Todavia,  a Solução de Consulta COSIT n. 42, de 31 de março de 2020, não é a melhor resposta possível para a dúvida existente sobre o regime tributário dos valores recebidos de trust no exterior por pessoa física residente no Brasil. O que é  preocupante,  devido  o seu efeito vinculante, no âmbito da Secretaria Especial da Receita Federal do Brasil (RFB) ([1]).

Do nosso ponto de vista, a COSIT não levou em consideração que o trust é uma forma jurídica flexível, que admite várias aplicações: por exemplo, o trust imobiliário, o trust de investimentos e o trust de recebíveis ([2]). No caso, o trust que pagara valores à consulente, aparentemente, era um trust sucessório, na medida em que a causa dos pagamentos realizados por ele repousaria sobre a morte do esposo da consulente.  Por isso, ao invés de recebimento de rendimentos oriundos do exterior por residente no País, a COSIT deveria ter qualificado o recebimento de valores de trust no exterior por pessoa física residente no Brasil, na espécie, como recebimento de valores por herança.

Ao contrário do recebimento de rendimentos oriundos do exterior por residente no País, o recebimento de valores por herança constitui uma hipótese de não-incidência do IRPF, prevista pelo art. 6º, XVI, da Lei n. 7.713, de 22 de dezembro de 1988 ([3]), reproduzida pelo art. 35, VII, ‘c’, do Decreto n. 9.580, de 22 de novembro de 2018 ([4]). Trata-se de uma isenção técnica, que apenas declara a não-incidência do IRPF sobre a herança, por constituir objeto de tributação do ITCMD, que compete aos Estados e ao Distrito Federal, segundo o art. 155, I, da Constituição da República Federativa do Brasil, de 5 de outubro de 1988 ([5]).

Um dos mais importantes e respeitados clássicos do Direito Tributário Brasileiro, Rubens Gomes de Souza ensina que  “ uma determinada soma, para constituir renda, deve […] provir de uma fonte patrimonial determinada e já pertencente ao próprio indivíduo que seja titular da renda”  ([6]). Dessa forma, os valores recebidos por herança, que não proveem de uma fonte preexistente no patrimônio do contribuinte, a rigor, não constituiriam renda, muito menos renda tributável.

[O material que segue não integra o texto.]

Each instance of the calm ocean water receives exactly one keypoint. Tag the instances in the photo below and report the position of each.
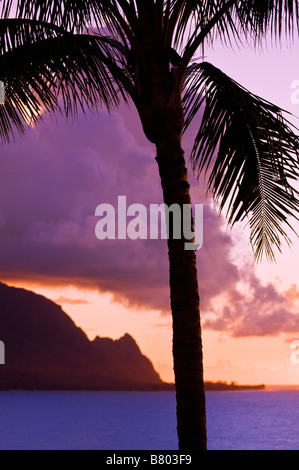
(144, 421)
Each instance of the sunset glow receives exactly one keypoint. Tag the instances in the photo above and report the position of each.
(55, 176)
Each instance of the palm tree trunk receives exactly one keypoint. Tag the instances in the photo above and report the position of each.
(187, 341)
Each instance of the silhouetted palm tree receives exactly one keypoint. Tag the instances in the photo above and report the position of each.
(144, 50)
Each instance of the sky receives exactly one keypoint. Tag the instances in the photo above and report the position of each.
(54, 177)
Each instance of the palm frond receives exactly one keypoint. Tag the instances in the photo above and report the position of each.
(40, 62)
(250, 152)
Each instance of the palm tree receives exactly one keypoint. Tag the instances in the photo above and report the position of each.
(144, 50)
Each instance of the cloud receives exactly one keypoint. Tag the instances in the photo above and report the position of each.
(262, 311)
(52, 180)
(66, 300)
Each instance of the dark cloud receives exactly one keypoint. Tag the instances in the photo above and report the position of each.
(53, 179)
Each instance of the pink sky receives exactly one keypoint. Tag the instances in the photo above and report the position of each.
(53, 178)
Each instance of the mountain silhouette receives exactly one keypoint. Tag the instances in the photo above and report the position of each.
(45, 350)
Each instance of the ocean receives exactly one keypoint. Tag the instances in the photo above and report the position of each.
(243, 420)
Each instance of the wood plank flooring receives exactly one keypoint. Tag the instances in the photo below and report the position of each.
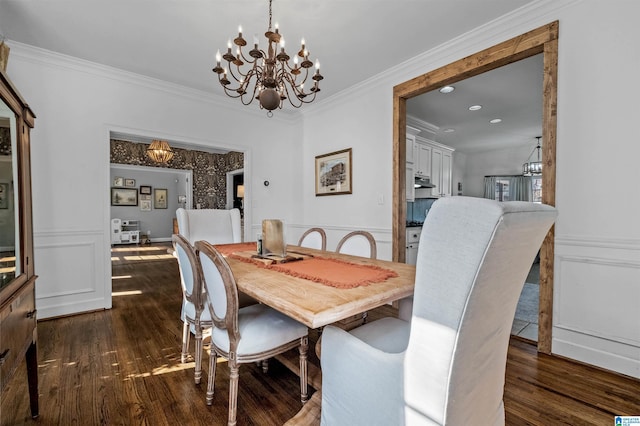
(122, 367)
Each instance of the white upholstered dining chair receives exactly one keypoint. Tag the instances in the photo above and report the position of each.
(314, 238)
(446, 366)
(214, 225)
(242, 335)
(358, 243)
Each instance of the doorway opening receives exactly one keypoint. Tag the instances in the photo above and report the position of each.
(541, 40)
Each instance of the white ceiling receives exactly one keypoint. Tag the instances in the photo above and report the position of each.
(176, 40)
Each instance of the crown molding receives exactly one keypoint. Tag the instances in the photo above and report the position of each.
(512, 24)
(48, 58)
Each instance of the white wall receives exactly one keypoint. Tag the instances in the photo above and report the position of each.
(77, 104)
(597, 276)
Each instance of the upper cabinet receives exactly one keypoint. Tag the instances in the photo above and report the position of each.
(441, 170)
(422, 158)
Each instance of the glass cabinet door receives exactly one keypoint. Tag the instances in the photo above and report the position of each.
(10, 256)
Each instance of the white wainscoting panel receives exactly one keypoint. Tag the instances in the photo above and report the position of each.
(72, 273)
(591, 321)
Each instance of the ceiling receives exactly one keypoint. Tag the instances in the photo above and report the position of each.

Portanto, a Solução de Consulta n. 42, de 31 de março de 2020, não é a melhor resposta possível para a dúvida sobre o regime tributário dos valores recebidos de trust no exterior por pessoa física residente no Brasil. Do nosso ponto de vista, o trust que pagara valores à consulente, no caso, seria um trust sucessório: ao invés de recebimento de rendimentos oriundos do exterior por residente no País, a COSIT deveria ter qualificado o recebimento de valores de trust no exterior por pessoa física residente no Brasil como recebimento de valores por herançaque constitui hipótese de não-incidência (isenção técnica) do IRPF, prevista pelo art. 6º, XVI, da Lei n. 7.713, de 22 de dezembro de 1988, reproduzida pelo art. 35, VII, ‘c’, do Decreto n. 9.580, de 22 de novembro de 2018.

[1]() Instrução Normativa n. 1.396, de 16 de setembro de 2013, Art. 9º: “Art. 9º A Solução de Consulta Cosit e a Solução de Divergência, a partir da data de sua publicação, têm efeito vinculante no âmbito da RFB, respaldam o sujeito passivo que as aplicar, independentemente de ser o consulente, desde que se enquadre na hipótese por elas abrangida, sem prejuízo de que a autoridade fiscal, em procedimento de fiscalização, verifique seu efetivo enquadramento”.

[2]() FOERSTER, Gerd. O Trust do Direito Anglo-Americano e os negócios fiduciários no Brasil.  Porto Alegre: Sergio Antonio Fabris, Porto Alegre, 2013, p. 148.

[3]() “Art. 6º Ficam isentos do imposto de renda os seguinte rendimentos percebidos por pessoas físicas: […] XVI – o valor dos bens adquiridos por doação ou herança”.

[4]() “Art. 35. São isentos ou não tributáveis: […] VII – os seguintes rendimentos diversos: […] c) o valor dos bens adquiridos por doação ou herança, de acordo com o disposto no art. 130 (Lei n.  7.713, de 1988, art. 6º, caput , inciso XVI)”.

[5]() “Art. 155. Compete aos Estados e ao Distrito Federal instituir impostos sobre: I – transmissão causa mortis e doação, de quais bens ou direitos”.

[6]() GOMES DE SOUZA, Rubens. Compêndio de Legislação Tributária. 1. ed. Rio de Janeiro: Edições Financeiras, 1952, p. 203.